Putting the NVIDIA DGX Station to Work at Cornell

Lessons learned from putting an NVIDIA DGX Station to work on RL fine-tuning of LLMs, diffusion language modeling, and large-scale synthetic data generation.

Our ML group at Cornell University recently received early access to an NVIDIA DGX Station™. It is powered by the latest NVIDIA GB300 Grace Blackwell Ultra Desktop Superchip with 748GB of coherent memory. It brings data-center-class compute into a deskside form factor designed for an office or computing lab. We used the DGX Station remotely, and we are thrilled to get this early access!

NVIDIA DGX Station.

Through the course of February, three of us in Professor Kilian Weinberger’s group put the machine to test on very different research workloads: RL fine-tuning LLMs, diffusion language modeling, and large-scale synthetic data generation. In each case, the DGX Station accelerated our research tasks beyond what our shared university cluster could provide. In this post, we share concrete benchmarks, lessons learned, and how the machine has changed the way we iterate on ideas.

Scaling RL Fine-tuning to Larger LLMs

Anmol Kabra

LLMs have made rapid progress on math and coding reasoning tasks, but underneath every kind of reasoning lies a more fundamental skill: composing knowledge across multiple pieces of evidence to reach an answer.
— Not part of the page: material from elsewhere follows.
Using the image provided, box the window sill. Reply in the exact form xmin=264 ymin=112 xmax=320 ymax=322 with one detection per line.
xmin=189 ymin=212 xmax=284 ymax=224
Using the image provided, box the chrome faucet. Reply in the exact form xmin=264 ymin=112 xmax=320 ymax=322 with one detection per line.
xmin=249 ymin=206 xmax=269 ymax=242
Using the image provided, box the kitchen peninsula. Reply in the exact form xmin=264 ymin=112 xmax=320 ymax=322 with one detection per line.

In our work published at ICLR 2026 , we target that fundamental skill directly. We post-trained LLMs with reinforcement learning (RL), specifically the GRPO algorithm following DeepSeek-R1. Our paper showed that LLMs can in fact be taught to compose knowledge. The paper focused on full fine-tuning of smaller LMs (<4B parameters). To push the method further, we needed to scale to 4–7B parameter models.
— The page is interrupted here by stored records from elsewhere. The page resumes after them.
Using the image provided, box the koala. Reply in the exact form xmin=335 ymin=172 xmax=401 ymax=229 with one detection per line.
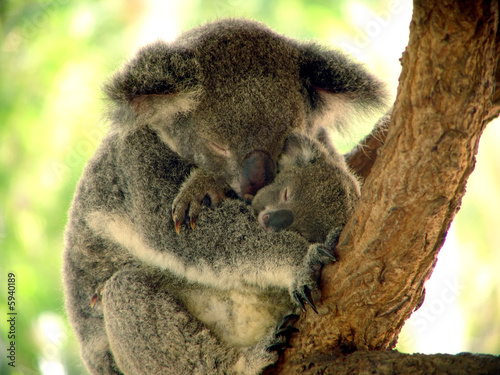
xmin=63 ymin=19 xmax=385 ymax=374
xmin=252 ymin=133 xmax=360 ymax=247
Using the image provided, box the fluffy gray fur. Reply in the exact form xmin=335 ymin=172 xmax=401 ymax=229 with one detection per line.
xmin=63 ymin=20 xmax=384 ymax=375
xmin=252 ymin=134 xmax=360 ymax=243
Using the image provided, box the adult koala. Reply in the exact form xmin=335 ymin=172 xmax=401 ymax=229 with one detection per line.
xmin=63 ymin=20 xmax=384 ymax=374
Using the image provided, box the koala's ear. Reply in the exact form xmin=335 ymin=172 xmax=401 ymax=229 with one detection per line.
xmin=299 ymin=44 xmax=387 ymax=128
xmin=104 ymin=41 xmax=201 ymax=123
xmin=279 ymin=132 xmax=319 ymax=169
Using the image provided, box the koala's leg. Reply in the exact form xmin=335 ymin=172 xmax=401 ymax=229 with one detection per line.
xmin=72 ymin=317 xmax=122 ymax=375
xmin=102 ymin=269 xmax=277 ymax=375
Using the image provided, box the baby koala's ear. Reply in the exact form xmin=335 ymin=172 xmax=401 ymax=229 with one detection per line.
xmin=278 ymin=132 xmax=320 ymax=169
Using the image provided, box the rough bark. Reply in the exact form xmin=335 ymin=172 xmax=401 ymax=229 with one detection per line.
xmin=272 ymin=0 xmax=500 ymax=374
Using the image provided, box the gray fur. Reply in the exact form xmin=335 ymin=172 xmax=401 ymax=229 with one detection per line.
xmin=252 ymin=134 xmax=360 ymax=242
xmin=63 ymin=20 xmax=384 ymax=374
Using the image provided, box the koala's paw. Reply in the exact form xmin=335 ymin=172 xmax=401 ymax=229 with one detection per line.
xmin=266 ymin=314 xmax=300 ymax=353
xmin=290 ymin=244 xmax=337 ymax=314
xmin=172 ymin=169 xmax=229 ymax=233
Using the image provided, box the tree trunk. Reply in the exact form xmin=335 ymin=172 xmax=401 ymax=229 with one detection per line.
xmin=270 ymin=0 xmax=500 ymax=374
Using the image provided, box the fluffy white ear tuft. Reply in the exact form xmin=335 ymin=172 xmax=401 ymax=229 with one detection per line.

I had developed the project with Huggingface’s TRL library on a cluster of 4×H100 GPU nodes, where scaling to larger LMs was challenging. RL fine-tuning with GRPO is extremely memory-intensive: you need space for the trainable parameters, the rollout buffer, and optimizer states. For example, on the 4×H100 nodes, I could only RL fine-tune the Qwen3-4B model with batch size 8 and 4 rollouts, before hitting CUDA out-of-memory errors. This was even with aggressive DeepSpeed CPU offloading. However, these small batch and rollout size configurations were suboptimal for effective GRPO fine-tuning. To effectively fine-tune 4B+ LLMs, I needed larger batches and more rollouts, and the 4×H100 GPU node cluster did not have the resources I required.
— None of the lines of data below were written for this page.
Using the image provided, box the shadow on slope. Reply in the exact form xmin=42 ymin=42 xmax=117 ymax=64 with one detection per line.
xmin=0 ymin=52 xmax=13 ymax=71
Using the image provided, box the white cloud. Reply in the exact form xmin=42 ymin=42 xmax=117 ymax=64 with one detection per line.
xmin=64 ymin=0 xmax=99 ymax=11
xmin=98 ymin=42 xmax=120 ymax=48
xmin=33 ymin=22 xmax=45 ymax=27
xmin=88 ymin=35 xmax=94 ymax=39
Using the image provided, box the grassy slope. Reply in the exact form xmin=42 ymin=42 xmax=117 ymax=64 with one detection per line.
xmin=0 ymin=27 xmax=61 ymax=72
The DGX Station lifted that resource ceiling. With the large coherent memory on a single device, I could comfortably run batch size 32 with 16 rollouts — a 4× increase in both batch size and rollouts. Training runs that previously crashed or required aggressive memory workarounds now ran cleanly to completion. Parameter scaling no longer felt daunting; I was quickly onto full-fine-tuning 7B parameter models, confirming that our findings held as model size grew.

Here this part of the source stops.